If everyone had to design their RF sections as you imply, every radio receiver in the world would need a 500 dB/decade "brick wall" filter to reject possibly ANY signal not included in its passband. These filters would be so large and complex as to render mobile devices impractical. The costs involved would make such devices too expensive to sell.
Please do not continue to drink the Lightsquared kool-aid. It is toxic.
-- Don't call me "Sir," I increase entropy for a living!
* LightSquared gets an assignment of free spectrum
One they had for a while and with terms explicitly preventing them from using the spectrum for terrestrial broadcast.

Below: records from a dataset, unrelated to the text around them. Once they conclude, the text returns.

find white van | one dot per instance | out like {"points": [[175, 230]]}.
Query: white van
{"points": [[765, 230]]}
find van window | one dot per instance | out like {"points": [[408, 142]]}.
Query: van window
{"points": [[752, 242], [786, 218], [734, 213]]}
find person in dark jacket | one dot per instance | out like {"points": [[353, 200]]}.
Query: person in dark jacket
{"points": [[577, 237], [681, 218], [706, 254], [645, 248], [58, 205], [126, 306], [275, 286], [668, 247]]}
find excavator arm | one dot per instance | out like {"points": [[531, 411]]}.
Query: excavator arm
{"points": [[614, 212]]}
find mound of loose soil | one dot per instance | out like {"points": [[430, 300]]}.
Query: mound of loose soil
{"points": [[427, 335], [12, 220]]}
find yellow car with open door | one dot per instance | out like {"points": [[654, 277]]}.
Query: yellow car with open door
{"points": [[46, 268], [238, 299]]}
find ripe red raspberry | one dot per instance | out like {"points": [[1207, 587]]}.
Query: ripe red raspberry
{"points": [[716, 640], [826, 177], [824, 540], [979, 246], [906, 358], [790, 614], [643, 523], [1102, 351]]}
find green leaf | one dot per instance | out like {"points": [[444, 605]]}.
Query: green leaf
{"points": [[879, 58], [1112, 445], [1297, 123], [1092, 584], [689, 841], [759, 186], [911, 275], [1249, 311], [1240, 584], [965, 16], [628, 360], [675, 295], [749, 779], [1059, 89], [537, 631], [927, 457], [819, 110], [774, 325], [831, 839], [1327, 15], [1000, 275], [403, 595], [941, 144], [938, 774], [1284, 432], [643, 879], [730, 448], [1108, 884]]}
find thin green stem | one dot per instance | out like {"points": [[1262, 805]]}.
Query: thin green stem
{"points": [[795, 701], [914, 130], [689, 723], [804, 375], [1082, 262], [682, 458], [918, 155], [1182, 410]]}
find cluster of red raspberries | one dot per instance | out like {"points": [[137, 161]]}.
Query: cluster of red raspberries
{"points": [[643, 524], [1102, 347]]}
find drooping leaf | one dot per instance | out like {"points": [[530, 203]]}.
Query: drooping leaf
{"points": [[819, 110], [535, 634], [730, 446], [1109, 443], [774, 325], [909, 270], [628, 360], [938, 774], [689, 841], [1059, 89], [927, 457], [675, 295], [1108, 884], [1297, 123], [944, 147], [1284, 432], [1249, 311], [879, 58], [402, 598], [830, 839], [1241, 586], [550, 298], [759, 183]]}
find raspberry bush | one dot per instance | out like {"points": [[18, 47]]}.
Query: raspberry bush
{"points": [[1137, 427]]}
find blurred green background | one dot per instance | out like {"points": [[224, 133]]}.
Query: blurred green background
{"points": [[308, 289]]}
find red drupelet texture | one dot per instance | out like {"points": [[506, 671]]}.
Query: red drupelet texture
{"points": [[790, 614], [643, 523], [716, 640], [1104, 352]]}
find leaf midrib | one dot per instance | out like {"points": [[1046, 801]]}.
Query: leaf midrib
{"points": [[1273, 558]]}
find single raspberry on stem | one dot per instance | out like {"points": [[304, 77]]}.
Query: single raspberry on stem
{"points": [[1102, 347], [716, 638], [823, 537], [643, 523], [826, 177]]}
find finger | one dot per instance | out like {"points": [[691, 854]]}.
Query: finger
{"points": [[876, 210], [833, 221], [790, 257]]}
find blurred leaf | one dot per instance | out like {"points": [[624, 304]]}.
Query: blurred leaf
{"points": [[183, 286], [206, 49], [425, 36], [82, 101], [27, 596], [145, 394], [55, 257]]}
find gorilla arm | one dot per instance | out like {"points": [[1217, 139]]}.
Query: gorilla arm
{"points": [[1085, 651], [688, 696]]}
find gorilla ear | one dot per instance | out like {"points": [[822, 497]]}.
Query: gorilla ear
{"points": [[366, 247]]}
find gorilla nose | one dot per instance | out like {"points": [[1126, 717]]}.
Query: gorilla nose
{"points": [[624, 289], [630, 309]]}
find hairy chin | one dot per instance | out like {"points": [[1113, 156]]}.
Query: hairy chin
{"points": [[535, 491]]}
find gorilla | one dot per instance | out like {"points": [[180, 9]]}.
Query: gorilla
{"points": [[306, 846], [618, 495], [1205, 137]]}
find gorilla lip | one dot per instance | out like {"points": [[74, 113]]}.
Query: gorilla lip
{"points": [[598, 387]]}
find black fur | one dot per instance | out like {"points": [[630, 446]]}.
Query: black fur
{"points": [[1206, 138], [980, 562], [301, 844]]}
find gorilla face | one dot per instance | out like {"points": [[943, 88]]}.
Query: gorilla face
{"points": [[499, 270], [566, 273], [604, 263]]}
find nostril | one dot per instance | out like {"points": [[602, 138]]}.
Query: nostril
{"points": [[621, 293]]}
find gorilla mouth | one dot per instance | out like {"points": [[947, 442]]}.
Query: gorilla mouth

* LightSquared invests tons of money
Irrelevent.
* The GPS industry has been violating FCC rules by not filtering out non-GPS spectrum _as they are required to_ on all devices. Independent tests say 75% are not FCC-compliant
LOL what rules? You don't need to meet any GPS specific requirements or approval specific to building a GPS receiver. FCC only has say over units that transmit a signal.
* The FCC performs tests with models chosen from said 75%
There is no such thing!
* The FCC states that the risk is too large and destroys LightSquared's business model, assets and tells them they are not allowed to use their spectrum.
They can use their spectrum as long as they do it within the limits stipulated when they purchased it including the ATC integrated services rule.
In my opinion, the willful neglect by the GPS manufacturers requires them to fix it at own cost.
All of the points are factually incorrect. Please take some time reevaluate.